Many programs can benefit from shared context. You can push all the shared context to your database, but it's often helpful to keep around some shared data structures for performance reasons. For example, you can cache pure Python functions using functools.lrucache, and share such caches between threads, but such caches can't be shared between processes. In-process data structures like dicts and lists are much, much faster than alternatives like memcached and redis because they avoid the overhead of IPC and deserialization, and they are also easier to use since they are built-in.
dicts and lists are fast, but that doesn't mean a threading approach which must protect your dicts and lists with various kinds of locking will be that fast, because your program will now be waiting on locks. What are you trying to do with memcached that it is not fast enough?

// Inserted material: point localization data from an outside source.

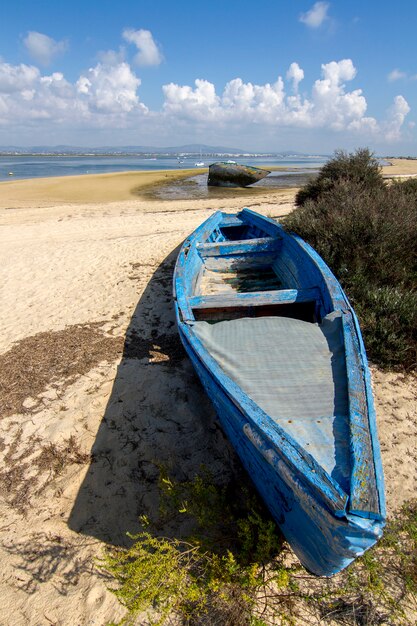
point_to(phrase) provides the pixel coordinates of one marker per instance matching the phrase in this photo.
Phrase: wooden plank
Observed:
(281, 296)
(364, 499)
(231, 220)
(227, 248)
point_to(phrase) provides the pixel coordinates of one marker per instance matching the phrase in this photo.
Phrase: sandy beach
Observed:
(96, 391)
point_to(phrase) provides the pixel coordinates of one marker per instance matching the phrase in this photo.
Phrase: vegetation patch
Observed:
(366, 231)
(229, 565)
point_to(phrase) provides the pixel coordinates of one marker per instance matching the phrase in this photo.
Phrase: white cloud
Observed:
(149, 53)
(15, 78)
(396, 117)
(43, 48)
(106, 96)
(330, 105)
(396, 75)
(315, 17)
(296, 74)
(110, 88)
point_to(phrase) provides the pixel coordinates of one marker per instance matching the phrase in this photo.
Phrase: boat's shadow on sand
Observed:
(157, 416)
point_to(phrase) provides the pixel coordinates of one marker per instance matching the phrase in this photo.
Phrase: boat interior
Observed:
(264, 319)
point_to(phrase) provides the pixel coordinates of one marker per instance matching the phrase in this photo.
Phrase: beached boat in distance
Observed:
(278, 348)
(230, 174)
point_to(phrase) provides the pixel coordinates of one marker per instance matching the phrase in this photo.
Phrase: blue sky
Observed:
(271, 76)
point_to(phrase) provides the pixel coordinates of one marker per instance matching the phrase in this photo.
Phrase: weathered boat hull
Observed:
(234, 175)
(327, 526)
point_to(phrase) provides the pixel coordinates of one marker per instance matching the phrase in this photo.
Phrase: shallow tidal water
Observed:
(195, 187)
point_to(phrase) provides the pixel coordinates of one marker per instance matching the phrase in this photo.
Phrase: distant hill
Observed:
(185, 149)
(65, 149)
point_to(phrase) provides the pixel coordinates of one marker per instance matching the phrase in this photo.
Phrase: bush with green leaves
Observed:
(366, 231)
(360, 168)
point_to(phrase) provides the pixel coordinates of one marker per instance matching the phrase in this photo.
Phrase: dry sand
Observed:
(97, 392)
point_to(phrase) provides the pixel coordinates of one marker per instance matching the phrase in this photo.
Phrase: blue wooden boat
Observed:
(278, 349)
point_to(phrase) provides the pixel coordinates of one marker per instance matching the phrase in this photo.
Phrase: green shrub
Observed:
(367, 234)
(361, 168)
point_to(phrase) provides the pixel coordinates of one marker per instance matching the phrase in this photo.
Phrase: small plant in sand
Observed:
(233, 568)
(216, 574)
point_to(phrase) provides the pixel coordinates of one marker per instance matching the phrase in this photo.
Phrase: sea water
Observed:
(25, 166)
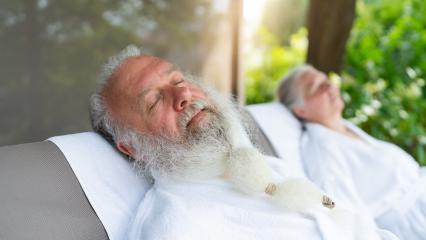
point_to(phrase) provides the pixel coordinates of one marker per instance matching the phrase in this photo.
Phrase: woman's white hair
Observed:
(101, 120)
(289, 92)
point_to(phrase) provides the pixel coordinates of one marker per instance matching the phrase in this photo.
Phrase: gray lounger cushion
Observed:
(40, 197)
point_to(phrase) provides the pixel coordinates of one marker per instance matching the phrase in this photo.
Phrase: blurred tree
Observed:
(284, 17)
(51, 52)
(386, 94)
(329, 23)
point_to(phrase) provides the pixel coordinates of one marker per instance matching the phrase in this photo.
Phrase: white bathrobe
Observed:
(370, 173)
(213, 209)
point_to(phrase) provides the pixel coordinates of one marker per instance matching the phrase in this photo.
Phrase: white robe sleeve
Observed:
(326, 167)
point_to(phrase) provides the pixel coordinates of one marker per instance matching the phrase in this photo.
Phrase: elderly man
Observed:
(351, 165)
(208, 180)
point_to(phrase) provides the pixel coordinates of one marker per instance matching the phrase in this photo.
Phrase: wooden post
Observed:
(235, 10)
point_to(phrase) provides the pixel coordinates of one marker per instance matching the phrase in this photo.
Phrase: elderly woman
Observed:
(351, 165)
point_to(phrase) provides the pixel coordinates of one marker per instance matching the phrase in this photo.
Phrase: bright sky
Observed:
(252, 13)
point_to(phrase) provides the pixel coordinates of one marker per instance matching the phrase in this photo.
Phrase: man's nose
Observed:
(182, 97)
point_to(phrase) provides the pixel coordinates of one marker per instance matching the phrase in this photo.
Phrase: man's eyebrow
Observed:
(171, 69)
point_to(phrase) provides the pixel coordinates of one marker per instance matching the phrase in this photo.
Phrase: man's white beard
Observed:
(202, 150)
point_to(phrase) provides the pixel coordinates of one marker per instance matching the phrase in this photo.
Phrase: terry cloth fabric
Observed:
(283, 130)
(108, 180)
(212, 209)
(370, 173)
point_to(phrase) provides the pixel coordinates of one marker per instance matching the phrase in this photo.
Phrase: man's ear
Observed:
(129, 151)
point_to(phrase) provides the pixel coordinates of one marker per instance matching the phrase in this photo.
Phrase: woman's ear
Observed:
(299, 112)
(129, 151)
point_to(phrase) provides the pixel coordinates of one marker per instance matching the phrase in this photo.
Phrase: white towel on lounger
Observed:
(212, 209)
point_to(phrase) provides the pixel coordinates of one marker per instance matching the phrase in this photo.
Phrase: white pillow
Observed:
(283, 131)
(108, 180)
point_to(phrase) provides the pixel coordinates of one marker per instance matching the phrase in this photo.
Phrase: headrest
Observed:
(110, 183)
(282, 129)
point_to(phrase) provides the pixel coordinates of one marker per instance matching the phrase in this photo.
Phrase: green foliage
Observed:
(262, 78)
(383, 82)
(385, 57)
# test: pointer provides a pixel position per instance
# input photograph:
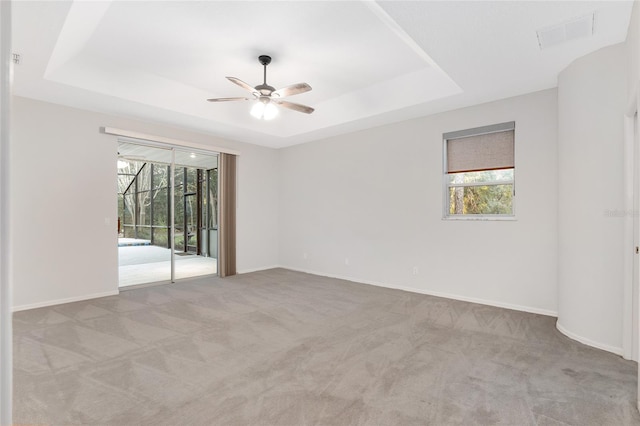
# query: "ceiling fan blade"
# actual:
(295, 107)
(227, 99)
(294, 89)
(241, 84)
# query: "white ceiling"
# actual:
(369, 63)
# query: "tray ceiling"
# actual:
(369, 63)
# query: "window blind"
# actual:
(488, 151)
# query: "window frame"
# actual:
(446, 185)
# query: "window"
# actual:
(479, 172)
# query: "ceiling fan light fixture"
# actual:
(264, 110)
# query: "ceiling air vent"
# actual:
(570, 30)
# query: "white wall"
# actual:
(64, 188)
(591, 103)
(375, 197)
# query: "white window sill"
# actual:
(481, 218)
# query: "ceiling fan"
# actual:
(267, 96)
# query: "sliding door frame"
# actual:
(172, 169)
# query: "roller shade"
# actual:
(490, 151)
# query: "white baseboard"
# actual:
(263, 268)
(588, 342)
(67, 300)
(435, 293)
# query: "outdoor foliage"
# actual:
(494, 197)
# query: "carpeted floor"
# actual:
(285, 348)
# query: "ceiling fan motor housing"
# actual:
(264, 59)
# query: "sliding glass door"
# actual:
(167, 213)
(195, 220)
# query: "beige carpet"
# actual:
(285, 348)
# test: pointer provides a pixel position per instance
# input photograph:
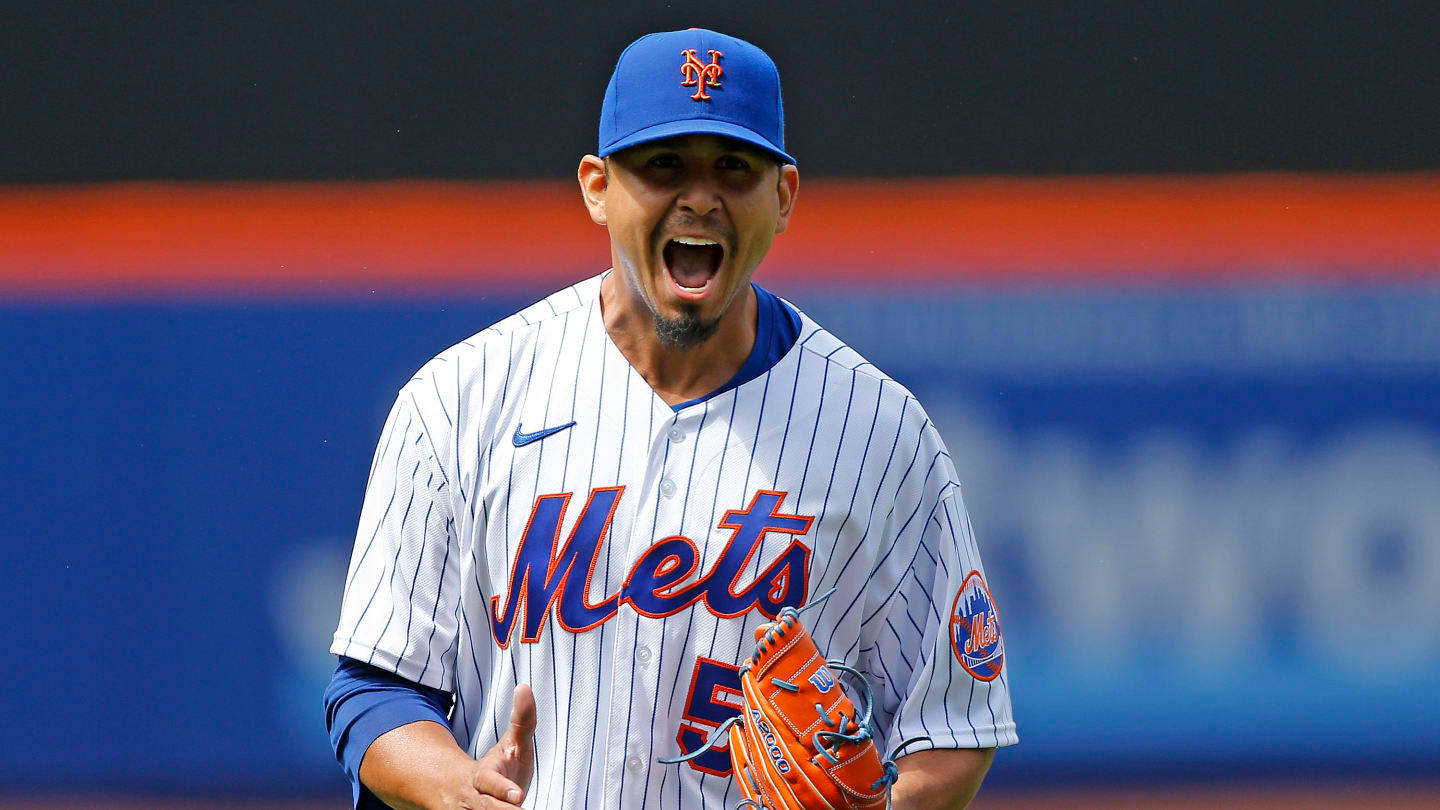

> What are you trying to do with memcached that it is not fast enough?
Fine-grained caching of objects that correspond to DB rows. Most pages touch hundreds of DB rows, due to the various relationships between objects. With memcached, you have to cache at a higher granularity and contort your code quite a bit to reduce the number of gets per request.
> dicts and lists are fast, but ... your program will now be waiting on locks
In my experience, the overhead of locking is often negligible. In Java-land, you can have millions of lock operations per second. IPC involves serialization, deserialization, and context switching, in addition to actual work. Most IPC routines are built on locks, anyway.
The overhead of locking itself (which nobody has even mentioned) is completely distinct from the impact of waiting on locks. It's totally irrelevant that you can have millions of lock operations per second if you actually have any shared state to protect. If you are actually USING locks then you have threads waiting on them.